My husband sent me this link of an article a friend saw in the newspaper in Pittsburgh, PA that I thought was of interest to a lot of folks here on the boards....

http://www.pittsburghlive.com/x/pittsburghtrib/news/mostread/s_463241.html



Sharon


----------



## telow (Aug 4, 2006)

what a bunch of crap. these are the kind of things that get on my last
nerves people making scorpions out to be a threat to life as it is
or whatever else these people say i think if people would stop bieng such little B@*#$%* all the time there would not be a problem
dam cry babies it is a littl scorpion that has not hurt anyone
it was just trying to do its own thing.
it should have been left alone.


----------



## 6StringSamurai (Aug 4, 2006)

I don't it was harmed, the collection at the Carnegie is live species.  The guy who has apparantly taken charge of the animal can be trusted, I think.  The garbage at the front of the article is just press bull crap.  If you read the rest of the article they give a pretty honest overview of the scorp's capabilities.

That said, I never ever would have guessed it but apparantly there are scorpions here in my home state.  That's awesome.

Any idea how they would survive the winter?

Also, these are pretty cool looking scorps.  Are they in the hobby?


----------



## seanrc (Aug 4, 2006)

IN PA?! thats very odd.. they couldnt live in a origin with such flip flop climates.......could they? i stay in ohio and i know damnwell that theres nothing of that type around here *AE(scorps tarantulas)... that just seems kinda odd.. that facts about the particular scorp might be true .. but the location.. mabey not.. i hate it when people blow things out of porportion about these poor creatures... it kinda P***es me off.. oh well youll have that..
-Se7eN


----------



## ashandarei (Aug 4, 2006)

Southern Devils are very hardy critters, in fact they are what sparked my recent interest in scorpions. My brother and my girlfriend and I were at the lake near my home in KY, and we were turning over rocks looking for lizards, when behold out pops a little tiny scorpion. My dear brother, the Scorp Wrangler and I, proceeded to turn over every rock in the vicinity, and in an hour we came up with seven specimens, each about 1 1/4 inches long. I placed them all in a scrubby beach terrarium, and they've been with me for about two months now (excepting the one that climbed the barricade into the lizard tank [it got ate]).
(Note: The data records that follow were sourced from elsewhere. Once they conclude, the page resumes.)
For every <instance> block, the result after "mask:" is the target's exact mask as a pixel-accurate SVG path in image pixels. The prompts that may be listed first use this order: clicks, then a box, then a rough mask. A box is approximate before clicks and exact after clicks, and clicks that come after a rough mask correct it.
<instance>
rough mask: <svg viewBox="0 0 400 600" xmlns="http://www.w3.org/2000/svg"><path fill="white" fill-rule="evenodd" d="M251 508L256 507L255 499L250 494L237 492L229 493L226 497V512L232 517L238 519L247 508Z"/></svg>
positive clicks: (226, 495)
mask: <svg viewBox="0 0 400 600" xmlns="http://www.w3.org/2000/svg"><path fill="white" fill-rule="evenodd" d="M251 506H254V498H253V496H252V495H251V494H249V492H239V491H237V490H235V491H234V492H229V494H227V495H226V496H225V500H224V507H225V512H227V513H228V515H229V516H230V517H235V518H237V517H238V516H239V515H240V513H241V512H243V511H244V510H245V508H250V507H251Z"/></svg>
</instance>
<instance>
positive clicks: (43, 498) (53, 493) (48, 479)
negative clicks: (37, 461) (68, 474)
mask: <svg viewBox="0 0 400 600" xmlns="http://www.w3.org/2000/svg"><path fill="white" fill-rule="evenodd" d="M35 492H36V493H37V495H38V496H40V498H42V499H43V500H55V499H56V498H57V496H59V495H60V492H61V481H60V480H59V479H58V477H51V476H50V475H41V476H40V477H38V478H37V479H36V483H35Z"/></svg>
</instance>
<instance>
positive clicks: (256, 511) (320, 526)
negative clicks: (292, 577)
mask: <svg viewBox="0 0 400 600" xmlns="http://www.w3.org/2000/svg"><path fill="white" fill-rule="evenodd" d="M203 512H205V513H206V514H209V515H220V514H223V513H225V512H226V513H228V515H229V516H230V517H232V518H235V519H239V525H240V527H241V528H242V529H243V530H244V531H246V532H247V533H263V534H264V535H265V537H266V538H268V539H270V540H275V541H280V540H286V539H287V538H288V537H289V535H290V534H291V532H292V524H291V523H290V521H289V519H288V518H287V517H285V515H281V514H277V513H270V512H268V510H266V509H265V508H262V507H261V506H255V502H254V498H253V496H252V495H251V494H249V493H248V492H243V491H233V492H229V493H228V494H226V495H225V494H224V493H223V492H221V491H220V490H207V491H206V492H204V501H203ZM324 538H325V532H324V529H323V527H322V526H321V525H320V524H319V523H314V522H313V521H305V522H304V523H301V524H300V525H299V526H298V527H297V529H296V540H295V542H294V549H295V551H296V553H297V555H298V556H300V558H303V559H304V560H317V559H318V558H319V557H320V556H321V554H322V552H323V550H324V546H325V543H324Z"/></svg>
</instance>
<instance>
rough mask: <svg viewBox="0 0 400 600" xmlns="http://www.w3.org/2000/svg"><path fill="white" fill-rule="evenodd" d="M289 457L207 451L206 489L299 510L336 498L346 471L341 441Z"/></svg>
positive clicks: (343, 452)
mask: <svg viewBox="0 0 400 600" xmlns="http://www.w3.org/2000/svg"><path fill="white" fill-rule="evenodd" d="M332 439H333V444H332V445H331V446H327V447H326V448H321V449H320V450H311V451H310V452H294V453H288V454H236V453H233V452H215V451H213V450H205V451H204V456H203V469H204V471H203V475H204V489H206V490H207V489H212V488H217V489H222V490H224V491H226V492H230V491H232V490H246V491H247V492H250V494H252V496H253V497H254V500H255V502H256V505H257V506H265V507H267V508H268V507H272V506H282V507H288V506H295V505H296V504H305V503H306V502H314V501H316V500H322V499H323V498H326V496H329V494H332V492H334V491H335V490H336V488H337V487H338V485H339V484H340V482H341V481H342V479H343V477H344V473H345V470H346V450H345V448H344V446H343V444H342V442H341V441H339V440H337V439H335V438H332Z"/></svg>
They seem to cohabitate fairly well, and are docile.

Since that first collection, I've been going nuts about scorps, and today I purchased my first "real" scorp, p. imperator, and this is my first post on Arachnoboards, greetings fellow arachnid ranchers !


----------



## ink_scorpion (Aug 4, 2006)

I think they shoulda researched the spelling of the latin name of this species before they published the article.   Wonder how exactly the editor earns their money???   Interesting find though, if indeed it is true.


----------



## rattler_mt (Aug 4, 2006)

seanrc said:
			
		

> IN PA?! thats very odd.. they couldnt live in a origin with such flip flop climates.......could they? i stay in ohio and i know damnwell that theres nothing of that type around here *AE(scorps tarantulas)...


lol there are scorps in northeast Montana, though not terribly common and we have about the most extream weather change in the lower 48, over 100(its currently 101, was higher a few weeks ago) in the summer and -40 or lower in the winter before wind chill


----------